Established Knightly Orders of Tamous
The Griffin Knights of Eledir
The griffin knights are an order of fighting men and women who act as the guardians for the capital of Eledir City. Griffin Knights lower in the order act as commanders for the city watch patrols or are in command of guardians along the city walls, but the highest-ranking of them are taught to ride the city's griffins in its elite airborne cavalry.
The Hammer-Knights of Ervidor
The knights responsible for the defense of western Tamous, the Hammer-Knights all wield warhammers and mauls, and their armor is crafted with dwarven aesthetics, all in honor of their founder Moragh Dwarfson, a human warrior raised by the dwarves of the Thundering Peaks in days gone by. They are said to occasionally undertake expeditions into the dwarven ruins beyond the Dwarfgate Mountains.

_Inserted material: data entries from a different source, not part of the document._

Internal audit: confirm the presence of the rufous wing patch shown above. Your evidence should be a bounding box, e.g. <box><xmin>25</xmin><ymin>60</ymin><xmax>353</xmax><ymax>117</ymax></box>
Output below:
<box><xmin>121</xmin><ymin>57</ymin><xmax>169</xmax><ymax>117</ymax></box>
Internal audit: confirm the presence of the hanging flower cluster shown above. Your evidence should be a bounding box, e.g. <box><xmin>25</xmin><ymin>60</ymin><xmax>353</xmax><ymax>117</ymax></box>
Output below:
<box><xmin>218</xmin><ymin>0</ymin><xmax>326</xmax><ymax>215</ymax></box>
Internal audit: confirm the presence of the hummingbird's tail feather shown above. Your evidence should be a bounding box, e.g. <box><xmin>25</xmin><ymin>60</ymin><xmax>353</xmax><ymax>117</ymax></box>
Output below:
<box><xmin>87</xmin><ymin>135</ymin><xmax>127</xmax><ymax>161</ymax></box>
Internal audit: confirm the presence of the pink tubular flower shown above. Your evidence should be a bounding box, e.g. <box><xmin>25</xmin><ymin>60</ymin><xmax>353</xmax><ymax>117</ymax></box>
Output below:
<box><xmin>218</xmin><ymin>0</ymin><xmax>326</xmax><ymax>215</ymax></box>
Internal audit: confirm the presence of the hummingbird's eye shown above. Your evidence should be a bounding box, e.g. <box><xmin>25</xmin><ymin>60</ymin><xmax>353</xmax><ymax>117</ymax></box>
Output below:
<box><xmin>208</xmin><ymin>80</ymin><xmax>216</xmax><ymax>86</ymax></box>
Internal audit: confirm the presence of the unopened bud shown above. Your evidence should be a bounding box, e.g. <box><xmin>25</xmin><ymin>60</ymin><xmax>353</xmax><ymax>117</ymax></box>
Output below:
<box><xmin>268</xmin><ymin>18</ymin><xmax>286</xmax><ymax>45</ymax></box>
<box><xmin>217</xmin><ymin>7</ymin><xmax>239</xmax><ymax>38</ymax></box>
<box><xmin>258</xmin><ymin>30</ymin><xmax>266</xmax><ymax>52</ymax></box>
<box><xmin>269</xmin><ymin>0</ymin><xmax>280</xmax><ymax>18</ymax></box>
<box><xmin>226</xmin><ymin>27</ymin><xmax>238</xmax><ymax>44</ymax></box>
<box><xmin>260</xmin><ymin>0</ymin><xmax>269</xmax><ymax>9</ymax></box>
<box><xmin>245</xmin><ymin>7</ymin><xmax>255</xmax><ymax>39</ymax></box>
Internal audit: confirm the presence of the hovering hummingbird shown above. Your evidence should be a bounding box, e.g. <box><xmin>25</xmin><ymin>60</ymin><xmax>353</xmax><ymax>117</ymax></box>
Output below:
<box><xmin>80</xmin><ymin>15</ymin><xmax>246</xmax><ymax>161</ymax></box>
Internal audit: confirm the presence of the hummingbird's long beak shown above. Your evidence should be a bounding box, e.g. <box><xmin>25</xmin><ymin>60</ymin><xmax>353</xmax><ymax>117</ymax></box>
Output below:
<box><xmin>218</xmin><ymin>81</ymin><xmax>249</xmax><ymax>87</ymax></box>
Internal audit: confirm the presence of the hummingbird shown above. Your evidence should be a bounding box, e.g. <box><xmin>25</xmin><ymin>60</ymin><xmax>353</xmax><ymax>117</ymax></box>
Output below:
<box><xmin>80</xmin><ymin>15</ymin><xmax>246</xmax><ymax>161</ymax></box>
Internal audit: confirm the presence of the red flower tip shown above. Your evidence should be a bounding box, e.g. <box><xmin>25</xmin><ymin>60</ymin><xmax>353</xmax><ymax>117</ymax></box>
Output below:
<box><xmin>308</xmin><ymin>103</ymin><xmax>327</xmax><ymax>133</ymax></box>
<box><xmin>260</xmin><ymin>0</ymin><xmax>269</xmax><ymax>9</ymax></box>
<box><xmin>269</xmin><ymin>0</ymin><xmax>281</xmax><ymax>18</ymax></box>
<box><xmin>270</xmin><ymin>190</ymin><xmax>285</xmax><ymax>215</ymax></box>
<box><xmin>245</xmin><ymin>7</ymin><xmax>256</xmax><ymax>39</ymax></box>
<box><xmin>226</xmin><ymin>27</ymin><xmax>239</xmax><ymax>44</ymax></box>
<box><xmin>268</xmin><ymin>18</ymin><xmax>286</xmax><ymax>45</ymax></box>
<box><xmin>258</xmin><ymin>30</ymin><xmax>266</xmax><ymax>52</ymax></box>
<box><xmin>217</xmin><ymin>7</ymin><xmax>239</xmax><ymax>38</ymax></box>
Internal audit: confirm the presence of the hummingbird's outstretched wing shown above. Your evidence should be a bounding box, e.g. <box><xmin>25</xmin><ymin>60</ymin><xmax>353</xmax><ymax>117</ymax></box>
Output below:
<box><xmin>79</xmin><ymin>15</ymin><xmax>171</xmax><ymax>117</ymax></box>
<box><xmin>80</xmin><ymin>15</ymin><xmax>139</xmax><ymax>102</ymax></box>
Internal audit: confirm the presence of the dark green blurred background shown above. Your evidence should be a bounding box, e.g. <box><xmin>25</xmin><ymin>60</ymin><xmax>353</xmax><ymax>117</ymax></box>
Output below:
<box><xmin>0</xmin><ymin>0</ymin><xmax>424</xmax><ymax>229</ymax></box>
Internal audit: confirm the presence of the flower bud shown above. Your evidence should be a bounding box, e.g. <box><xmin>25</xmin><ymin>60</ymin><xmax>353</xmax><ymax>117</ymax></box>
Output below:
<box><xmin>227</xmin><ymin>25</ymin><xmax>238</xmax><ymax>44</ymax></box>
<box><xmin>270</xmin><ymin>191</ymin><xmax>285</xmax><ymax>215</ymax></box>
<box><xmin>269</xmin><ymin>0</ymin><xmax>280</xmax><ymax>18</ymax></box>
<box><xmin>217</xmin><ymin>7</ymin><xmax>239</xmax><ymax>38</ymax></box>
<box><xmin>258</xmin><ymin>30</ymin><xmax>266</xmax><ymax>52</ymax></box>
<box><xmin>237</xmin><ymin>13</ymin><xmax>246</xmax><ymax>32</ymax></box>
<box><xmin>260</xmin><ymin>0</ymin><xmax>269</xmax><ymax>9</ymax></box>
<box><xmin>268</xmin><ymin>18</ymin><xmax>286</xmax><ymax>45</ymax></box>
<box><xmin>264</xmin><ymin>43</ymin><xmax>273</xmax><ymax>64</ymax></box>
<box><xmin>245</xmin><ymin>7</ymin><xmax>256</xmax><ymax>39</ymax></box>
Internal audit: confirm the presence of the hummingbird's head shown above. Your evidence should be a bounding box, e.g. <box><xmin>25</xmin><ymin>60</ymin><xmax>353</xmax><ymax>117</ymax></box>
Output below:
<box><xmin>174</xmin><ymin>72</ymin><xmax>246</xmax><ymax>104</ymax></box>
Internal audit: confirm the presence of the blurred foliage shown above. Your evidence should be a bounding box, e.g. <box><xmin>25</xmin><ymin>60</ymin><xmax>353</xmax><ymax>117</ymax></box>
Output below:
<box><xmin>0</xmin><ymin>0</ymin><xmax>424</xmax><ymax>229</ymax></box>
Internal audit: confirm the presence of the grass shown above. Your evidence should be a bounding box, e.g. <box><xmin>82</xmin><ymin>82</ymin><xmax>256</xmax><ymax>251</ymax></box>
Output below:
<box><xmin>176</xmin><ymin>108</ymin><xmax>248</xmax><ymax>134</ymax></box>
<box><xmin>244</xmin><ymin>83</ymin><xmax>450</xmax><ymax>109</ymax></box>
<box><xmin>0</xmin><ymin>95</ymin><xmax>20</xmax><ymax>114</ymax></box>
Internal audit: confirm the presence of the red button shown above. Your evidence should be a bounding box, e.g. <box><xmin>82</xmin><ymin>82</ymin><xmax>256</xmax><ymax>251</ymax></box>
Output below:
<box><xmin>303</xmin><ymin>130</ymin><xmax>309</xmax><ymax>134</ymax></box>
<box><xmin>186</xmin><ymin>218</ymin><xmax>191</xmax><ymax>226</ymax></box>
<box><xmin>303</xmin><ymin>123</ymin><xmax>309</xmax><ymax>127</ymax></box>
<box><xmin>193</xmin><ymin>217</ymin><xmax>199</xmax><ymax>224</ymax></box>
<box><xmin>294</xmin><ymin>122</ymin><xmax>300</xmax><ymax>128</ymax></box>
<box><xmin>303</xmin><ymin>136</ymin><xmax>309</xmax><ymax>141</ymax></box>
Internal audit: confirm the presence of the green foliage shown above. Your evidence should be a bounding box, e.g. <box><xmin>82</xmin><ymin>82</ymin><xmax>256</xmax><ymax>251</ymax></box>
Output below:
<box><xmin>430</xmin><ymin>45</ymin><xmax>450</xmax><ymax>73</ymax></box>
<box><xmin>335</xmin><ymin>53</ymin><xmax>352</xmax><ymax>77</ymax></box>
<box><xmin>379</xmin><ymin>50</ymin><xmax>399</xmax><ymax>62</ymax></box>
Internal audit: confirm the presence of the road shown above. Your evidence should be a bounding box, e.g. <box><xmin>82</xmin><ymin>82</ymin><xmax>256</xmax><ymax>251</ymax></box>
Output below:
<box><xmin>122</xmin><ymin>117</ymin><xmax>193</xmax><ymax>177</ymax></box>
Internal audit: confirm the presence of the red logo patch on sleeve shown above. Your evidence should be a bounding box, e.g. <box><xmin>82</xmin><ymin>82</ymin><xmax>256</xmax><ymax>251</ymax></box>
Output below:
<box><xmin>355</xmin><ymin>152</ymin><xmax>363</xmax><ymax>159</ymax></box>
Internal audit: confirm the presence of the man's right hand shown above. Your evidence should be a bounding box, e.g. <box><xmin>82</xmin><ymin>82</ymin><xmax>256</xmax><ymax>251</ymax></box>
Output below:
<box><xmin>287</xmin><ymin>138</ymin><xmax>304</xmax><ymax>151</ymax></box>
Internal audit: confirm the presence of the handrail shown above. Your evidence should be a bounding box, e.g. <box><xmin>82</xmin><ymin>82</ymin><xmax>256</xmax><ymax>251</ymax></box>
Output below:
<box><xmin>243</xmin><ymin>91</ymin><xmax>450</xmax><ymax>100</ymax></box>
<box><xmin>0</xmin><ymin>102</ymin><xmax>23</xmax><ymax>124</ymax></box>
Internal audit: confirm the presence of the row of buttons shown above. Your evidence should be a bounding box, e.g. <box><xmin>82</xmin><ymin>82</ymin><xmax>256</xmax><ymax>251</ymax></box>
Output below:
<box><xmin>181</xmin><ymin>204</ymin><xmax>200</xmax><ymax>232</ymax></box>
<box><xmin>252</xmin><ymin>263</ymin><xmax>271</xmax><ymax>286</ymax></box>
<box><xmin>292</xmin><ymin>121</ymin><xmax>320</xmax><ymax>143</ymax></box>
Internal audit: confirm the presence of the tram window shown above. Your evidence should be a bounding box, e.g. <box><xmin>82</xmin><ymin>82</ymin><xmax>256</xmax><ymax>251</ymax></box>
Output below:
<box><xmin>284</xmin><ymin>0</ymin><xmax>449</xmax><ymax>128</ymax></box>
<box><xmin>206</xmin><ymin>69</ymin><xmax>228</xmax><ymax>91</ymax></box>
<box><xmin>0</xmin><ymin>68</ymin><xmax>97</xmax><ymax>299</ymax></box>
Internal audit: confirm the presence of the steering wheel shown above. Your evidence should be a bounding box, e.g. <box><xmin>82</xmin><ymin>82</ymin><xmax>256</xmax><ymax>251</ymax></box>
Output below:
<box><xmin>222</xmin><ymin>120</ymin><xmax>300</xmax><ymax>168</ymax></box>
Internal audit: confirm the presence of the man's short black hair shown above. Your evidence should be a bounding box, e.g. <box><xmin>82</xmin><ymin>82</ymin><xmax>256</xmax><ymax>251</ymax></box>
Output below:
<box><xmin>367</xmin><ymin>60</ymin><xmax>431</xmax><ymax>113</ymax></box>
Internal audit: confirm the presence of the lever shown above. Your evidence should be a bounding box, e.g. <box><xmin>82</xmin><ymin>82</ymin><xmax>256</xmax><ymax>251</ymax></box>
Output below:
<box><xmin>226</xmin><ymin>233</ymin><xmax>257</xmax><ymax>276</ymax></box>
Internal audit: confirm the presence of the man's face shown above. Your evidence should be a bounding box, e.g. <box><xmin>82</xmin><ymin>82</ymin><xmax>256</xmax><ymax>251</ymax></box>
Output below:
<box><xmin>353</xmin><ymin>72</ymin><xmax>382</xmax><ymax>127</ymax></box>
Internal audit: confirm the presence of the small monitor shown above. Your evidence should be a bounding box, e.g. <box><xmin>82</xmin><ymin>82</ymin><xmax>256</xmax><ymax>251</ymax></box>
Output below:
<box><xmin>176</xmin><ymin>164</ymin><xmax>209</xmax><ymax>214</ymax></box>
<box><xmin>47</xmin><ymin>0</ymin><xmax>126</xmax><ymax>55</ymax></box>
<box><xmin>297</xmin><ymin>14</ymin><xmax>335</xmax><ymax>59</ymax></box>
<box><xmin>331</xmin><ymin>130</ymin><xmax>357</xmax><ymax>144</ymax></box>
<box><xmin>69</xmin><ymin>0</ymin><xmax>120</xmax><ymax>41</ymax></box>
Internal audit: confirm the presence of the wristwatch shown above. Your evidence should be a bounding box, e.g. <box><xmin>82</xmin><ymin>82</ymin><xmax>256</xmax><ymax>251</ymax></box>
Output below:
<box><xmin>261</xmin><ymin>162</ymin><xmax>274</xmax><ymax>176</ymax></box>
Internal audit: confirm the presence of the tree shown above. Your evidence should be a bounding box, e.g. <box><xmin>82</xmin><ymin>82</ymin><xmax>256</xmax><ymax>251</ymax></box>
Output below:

The Hunter-Knights of Saint Walismar
An order of knights dedicated to rooting out infernal corruption, the Hunter-Knights found new purpose in the post-Shattering years: the corralling, sale, and even breeding of tiefling slaves for sale to the wealthy of Tamous. They are named for the demon-hunter Saint Walismar, a powerful cleric of Khoro who expunged infernal taint from around the Holy Throne three hundred years ago
Knights of the Blood Wood
The newest of the knightly orders, the Knights of the Blood Wood are an integral part of the empire's forward push into the Delannwood. They are front-line combatants against the shifters and elves of the Delannwood.
Knights of the Holy Throne
The foremost knights in Tamous, the Knights of the Holy Throne are inducted into the direct service of the emperor. No knights are dubbed into this order - every one became a knight as part of another order, and was invited to join this one out of deference for his skill and achievements.
The Order of the Shattered Peak
An order of knights dedicated to patrolling the southern and western borders of Tamous, preventing the creatures from those wild highlands from rampaging through the border settlements. The knights of the Shattered Peak tend to be knights-errant, traveling alone, with squires, or as part of adventuring companies.
The Sworn of Saint Audæris
Named for the sainted chaplain-guardian who accompanied King Tamous in the founding of their great nation, these knights are the sworn defenders and personal guard of the royal - now imperial - House that rules Tamous. Because the loyalties in this order run strong, its upper membership have been killed twice, both when new Houses took the Holy Throne.